Logo link to homepage

Report on Rincon de la Vieja (Costa Rica) — August 1992

Rincon de la Vieja

Bulletin of the Global Volcanism Network, vol. 17, no. 8 (August 1992)
Managing Editor: Lindsay McClelland.

Rincon de la Vieja (Costa Rica) Strong degassing; explosion seismicity

Please cite this report as:

Global Volcanism Program, 1992. Report on Rincon de la Vieja (Costa Rica) (McClelland, L., ed.). Bulletin of the Global Volcanism Network, 17:8. Smithsonian Institution. https://doi.org/10.5479/si.GVP.BGVN199208-345020

Rincon de la Vieja

Costa Rica

10.83°N, 85.324°W; summit elev. 1916 m

All times are local (unless otherwise noted)

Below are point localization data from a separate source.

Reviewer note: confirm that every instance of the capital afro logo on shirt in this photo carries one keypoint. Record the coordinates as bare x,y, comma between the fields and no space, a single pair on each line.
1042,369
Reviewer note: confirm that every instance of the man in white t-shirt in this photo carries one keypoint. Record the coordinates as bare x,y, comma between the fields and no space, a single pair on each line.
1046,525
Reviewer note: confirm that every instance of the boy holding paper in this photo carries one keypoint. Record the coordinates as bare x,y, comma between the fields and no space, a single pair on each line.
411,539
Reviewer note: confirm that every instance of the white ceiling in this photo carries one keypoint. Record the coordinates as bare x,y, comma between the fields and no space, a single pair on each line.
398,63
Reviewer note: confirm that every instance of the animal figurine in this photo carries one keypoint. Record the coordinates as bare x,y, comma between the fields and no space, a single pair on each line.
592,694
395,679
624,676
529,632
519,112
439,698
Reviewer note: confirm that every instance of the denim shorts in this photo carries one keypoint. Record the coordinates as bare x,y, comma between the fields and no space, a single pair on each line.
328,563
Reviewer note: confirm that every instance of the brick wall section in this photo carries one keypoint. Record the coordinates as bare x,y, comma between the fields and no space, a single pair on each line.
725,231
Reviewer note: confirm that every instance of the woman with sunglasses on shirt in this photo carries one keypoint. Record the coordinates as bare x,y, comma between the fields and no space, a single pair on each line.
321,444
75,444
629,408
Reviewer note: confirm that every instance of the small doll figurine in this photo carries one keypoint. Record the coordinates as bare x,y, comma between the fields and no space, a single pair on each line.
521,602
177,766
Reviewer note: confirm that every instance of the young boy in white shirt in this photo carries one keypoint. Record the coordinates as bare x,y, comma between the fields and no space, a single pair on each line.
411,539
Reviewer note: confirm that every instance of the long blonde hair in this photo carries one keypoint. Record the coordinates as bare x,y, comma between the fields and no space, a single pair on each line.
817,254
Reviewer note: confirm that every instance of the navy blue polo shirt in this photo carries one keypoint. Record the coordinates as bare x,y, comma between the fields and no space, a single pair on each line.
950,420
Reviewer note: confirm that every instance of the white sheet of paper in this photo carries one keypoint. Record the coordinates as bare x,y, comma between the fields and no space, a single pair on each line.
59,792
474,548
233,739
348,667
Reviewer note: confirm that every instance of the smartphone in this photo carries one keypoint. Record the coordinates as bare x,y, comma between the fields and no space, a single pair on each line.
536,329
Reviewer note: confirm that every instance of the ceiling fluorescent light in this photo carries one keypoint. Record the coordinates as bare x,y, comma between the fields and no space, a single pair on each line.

Strong degassing occurred in the active crater. Some seismic signals with durations of up to 3 minutes were recorded during August, interpreted by ICE geologists as probably associated with small or moderate eruptions from the hot crater lake. However, no deposits of mud were found on the crater rim during fieldwork on 28 August, so any deposition must have been confined to the interior of the crater. Parts of the rim rise >150 m above the lake. A UNA seismic station (RIN3) 5 km SW of the main crater recorded 11 low-frequency events in August, with brief (1-6 minute) periods of tremor at frequencies of <2.5 Hz.

Geological Summary. Rincón de la Vieja, the largest volcano in NW Costa Rica, is a remote volcanic complex in the Guanacaste Range. The volcano consists of an elongated, arcuate NW-SE-trending ridge constructed within the 15-km-wide early Pleistocene Guachipelín caldera, whose rim is exposed on the south side. Sometimes known as the "Colossus of Guanacaste," it has an estimated volume of 130 km3 and contains at least nine major eruptive centers. Activity has migrated to the SE, where the youngest-looking craters are located. The twin cone of Santa María volcano, the highest peak of the complex, is located at the eastern end of a smaller, 5-km-wide caldera and has a 500-m-wide crater. A Plinian eruption producing the 0.25 km3 Río Blanca tephra about 3,500 years ago was the last major magmatic eruption. All subsequent eruptions, including numerous historical eruptions possibly dating back to the 16th century, have been from the prominent active crater containing a 500-m-wide acid lake located ENE of Von Seebach crater.

Information Contacts: G. Soto and R. Barquero, ICE; E. Fernández, J. Barquero, and V. Barboza, OVSICORI.